Automations may have logic, but can they build beauty?

Now you might think the biggest trump card of all has yet to be considered: artificial intelligence. If it's already going to supplant millions of jobs, why won't UI engineering be one of them? After all, there are already AI tools that can write HTML by themselves.

So what then?

Turns out, humans will always be more creative than AI. AI doesn’t think; it mimics human information processing but in a way that crunches larger loads of information more efficiently. It relies on humans for the input and direction and will ultimately continue to do so even as it gets better at reducing the number of human points of input. Thinking requires sentience, and I’ve not seen anyone in the tech world who seems to have any sort of meaningful grasp on what sentience really means.

And as the kinds of things humans directly use computers for changes, so will there be a need for humans to direct our AI to meet our new-found needs.

In other words, let’s go ahead and say that 99% of practical applications of machines are handled by AI. We’re in a post-work world. The machines are meeting our physical needs for us. We did it.

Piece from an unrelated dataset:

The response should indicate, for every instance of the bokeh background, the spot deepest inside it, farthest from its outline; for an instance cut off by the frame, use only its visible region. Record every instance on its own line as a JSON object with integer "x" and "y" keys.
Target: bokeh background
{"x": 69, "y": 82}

Humans aren’t going to stop doing things and creating. We’re not going to stop making meaning in the world. Even if we meet all practical concerns, our needs will evolve from an emphasis on the materially practical to the experientially practical. New tools and user experiences will need to be created, but they will simply be for different purposes like entertainment, philosophy, and art.

So, in order to prepare yourself for such a brave new world, a modern day UI engineer might actually benefit from enhancing their design chops, or dare I say it, dabbling in the liberal arts, to better prepare oneself for a fundamental reorientation around what user interfaces will even exist for.

Next steps

UI engineers are not going to disappear, because the engineering skillset will always be needed somewhere along the chain of creation for user interfaces. Sure, churning out cookie-cutter components is going to be less and less an engineer’s responsibility, and automation might even make all sorts of tasks that currently require a developer extinct. But that doesn’t mean you need to become obsolete. Shifting your mentality about your role, expanding your skills, and thinking in terms of bigger and potentially more interesting problems is how you can embrace the upcoming changes and look forward to a whole new kind of professional purpose.